First, even though we can’t specify an aligned reward function, the provided reward function still gives the agent useful information about what we want. If we need paperclips, then a paperclip-AUP agent prefers policies which make some paperclips. Simple.
Second, if we don’t like what it’s beginning to do, we can shut it off (because it hasn’t gained power over us). Therefore, it has “approval incentives” which bias it towards AU landscapes in which its power hasn’t decreased too much, either.
So we can hope to build a non-catastrophic AUP agent and get useful work out of it. We just can’t directly ask it to solve all of our problems: it doesn’t make much sense to speak of a “low-impact singleton”.
Notes
- To emphasize, when I say "AUP agents do " in this post, I mean that AUP agents correctly implementing the concept of AUP tend to behave in a certain way.
- As pointed out by Daniel Filan, AUP suggests that one might work better in groups by ensuring one's actions preserve teammates' AUs.
How, exactly, would it have a big impact? Do you expect making a few paperclip factories to have a large impact in real life? If not, why would idealized-AUP agents expect that?
I think that for many tasks, idealized-AUP agents would not be competitive. It seems like they'd still be competitive on tasks with more limited scope, like putting apples on plates, construction tasks, or (perhaps) answering questions etc.

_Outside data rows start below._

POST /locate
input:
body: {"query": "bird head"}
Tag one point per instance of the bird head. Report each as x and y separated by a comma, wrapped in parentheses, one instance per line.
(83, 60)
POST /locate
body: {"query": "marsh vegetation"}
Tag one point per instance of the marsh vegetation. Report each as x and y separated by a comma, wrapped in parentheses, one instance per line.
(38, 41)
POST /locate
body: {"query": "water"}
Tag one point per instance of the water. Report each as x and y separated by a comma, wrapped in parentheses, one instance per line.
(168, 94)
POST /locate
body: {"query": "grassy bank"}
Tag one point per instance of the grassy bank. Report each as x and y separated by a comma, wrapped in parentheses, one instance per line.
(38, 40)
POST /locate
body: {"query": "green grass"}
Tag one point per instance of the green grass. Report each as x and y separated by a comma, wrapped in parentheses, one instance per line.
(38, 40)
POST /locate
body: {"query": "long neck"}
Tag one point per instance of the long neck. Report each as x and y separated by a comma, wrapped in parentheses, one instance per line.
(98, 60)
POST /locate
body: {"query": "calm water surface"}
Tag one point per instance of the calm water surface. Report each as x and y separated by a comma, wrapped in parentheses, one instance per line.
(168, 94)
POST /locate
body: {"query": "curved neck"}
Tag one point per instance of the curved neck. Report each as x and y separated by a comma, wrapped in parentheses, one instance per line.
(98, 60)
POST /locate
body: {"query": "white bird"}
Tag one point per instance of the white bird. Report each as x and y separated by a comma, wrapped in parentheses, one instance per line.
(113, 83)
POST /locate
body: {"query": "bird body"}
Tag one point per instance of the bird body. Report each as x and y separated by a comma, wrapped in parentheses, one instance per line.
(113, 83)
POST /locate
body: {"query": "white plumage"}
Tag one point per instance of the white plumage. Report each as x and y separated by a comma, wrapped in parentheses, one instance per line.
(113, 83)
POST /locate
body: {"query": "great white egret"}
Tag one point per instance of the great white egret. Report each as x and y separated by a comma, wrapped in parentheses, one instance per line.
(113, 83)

I'm not sure what your model is here. In this post, this isn't a constrained optimization problem, but rather a tradeoff between power gain and the main objective. So it's not like AUP raps the agent's knuckles and wholly rules out plans involving even a bit of power gain. The agent computes something like (objective score) - c*(power gain), where c is some constant.
On rereading, I guess this post doesn't make that clear: this post assumes not only that we correctly implement the concepts behind AUP, but also that we slide along the penalty harshness spectrum until we get reasonable plans. It seems like we should hit reasonable plans before power-seeking is allowed, although this is another detail swept under the rug by the idealization.
Idealized-AUP doesn't directly penalize gaining power for the user, no. Whether this is indirectly incentivized depends on the idealizations we make.
I think that impact measures levy a steep alignment tax, so yes, I think that there are competitive pressures to cut corners on impact allowances.